20.8 Putting It All Together: Comparing Objectives
As an overarching illustration, let \(\hat{f}\) be any trained predictor (ML model, regression, etc.) and let \(\hat{\beta}\) be a parameter estimator from a structural or causal model. Their respective tasks differ:
- Form of Output
- \(\hat{f}\) is a function from \(\mathcal{X} \to \mathcal{Y}\).
- \(\hat{\beta}\) is a vector of parameters with theoretical meaning.
- Criterion
- Prediction: Minimizes predictive loss \(\mathbb{E}[L(Y,\hat{f}(X))]\).

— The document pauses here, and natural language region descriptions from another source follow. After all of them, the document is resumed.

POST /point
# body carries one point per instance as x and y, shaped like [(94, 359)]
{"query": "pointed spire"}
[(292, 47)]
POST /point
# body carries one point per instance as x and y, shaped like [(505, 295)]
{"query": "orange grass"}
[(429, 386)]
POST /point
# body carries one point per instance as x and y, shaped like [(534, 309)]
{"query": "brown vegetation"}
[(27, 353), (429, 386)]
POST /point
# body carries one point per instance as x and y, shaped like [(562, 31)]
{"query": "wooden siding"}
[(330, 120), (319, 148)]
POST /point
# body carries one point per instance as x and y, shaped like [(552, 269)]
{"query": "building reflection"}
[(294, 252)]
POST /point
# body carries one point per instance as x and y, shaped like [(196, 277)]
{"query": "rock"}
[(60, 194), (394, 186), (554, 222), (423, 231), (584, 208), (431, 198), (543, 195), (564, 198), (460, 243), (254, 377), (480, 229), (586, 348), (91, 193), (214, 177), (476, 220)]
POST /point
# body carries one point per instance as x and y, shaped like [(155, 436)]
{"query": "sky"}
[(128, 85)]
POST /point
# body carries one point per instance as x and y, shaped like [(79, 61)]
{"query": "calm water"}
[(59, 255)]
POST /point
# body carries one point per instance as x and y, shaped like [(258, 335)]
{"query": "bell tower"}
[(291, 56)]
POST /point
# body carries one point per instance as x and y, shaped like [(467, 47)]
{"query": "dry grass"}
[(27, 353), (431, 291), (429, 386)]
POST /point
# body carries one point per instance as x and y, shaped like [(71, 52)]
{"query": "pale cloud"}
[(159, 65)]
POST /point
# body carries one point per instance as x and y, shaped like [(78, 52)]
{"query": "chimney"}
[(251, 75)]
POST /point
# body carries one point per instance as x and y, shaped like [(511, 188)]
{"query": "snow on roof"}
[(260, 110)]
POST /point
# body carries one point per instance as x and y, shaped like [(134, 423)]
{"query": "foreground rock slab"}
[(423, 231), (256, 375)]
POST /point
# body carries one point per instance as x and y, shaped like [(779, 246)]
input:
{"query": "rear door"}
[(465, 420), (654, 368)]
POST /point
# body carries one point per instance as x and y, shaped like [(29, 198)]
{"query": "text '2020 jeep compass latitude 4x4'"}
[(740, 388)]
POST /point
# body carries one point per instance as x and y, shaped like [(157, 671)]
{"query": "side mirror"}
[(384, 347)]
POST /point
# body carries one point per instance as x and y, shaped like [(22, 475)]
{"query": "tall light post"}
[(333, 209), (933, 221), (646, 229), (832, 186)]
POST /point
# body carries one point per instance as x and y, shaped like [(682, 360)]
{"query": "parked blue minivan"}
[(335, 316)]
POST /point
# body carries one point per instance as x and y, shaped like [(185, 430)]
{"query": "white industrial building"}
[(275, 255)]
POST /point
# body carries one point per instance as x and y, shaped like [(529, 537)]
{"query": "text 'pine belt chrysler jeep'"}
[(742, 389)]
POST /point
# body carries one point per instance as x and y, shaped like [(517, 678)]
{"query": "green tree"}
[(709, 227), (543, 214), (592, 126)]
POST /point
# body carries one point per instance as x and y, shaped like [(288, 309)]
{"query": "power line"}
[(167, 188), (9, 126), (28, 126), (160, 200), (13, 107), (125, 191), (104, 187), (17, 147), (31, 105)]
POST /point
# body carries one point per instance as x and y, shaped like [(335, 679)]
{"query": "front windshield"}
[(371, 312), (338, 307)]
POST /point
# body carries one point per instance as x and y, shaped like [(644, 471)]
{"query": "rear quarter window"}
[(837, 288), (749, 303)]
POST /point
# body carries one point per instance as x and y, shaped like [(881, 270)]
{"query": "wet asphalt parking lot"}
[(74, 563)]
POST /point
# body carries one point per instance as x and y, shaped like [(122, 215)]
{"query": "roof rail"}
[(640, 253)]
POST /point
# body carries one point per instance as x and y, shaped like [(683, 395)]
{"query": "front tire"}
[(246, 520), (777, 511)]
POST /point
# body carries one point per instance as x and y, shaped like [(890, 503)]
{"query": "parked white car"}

- Causal Inference: Seeks \(\beta\) such that \(Y = m_\beta(X)\) is a correct structural representation. Minimizes bias in \(\beta\), or satisfies orthogonality conditions in method-of-moments style, etc.
- Validity
- Prediction: Usually validated by out-of-sample experiments or cross-validation.
- Estimation: Validated by theoretical identification arguments, assumptions about exogeneity, randomization, or no omitted confounders.
- Interpretation
- Prediction: “\(\hat{f}(x)\) is our best guess of \(Y\) for new \(x\).”
- Causal Inference: “\(\beta\) measures how \(Y\) changes if we intervene on \(X\).”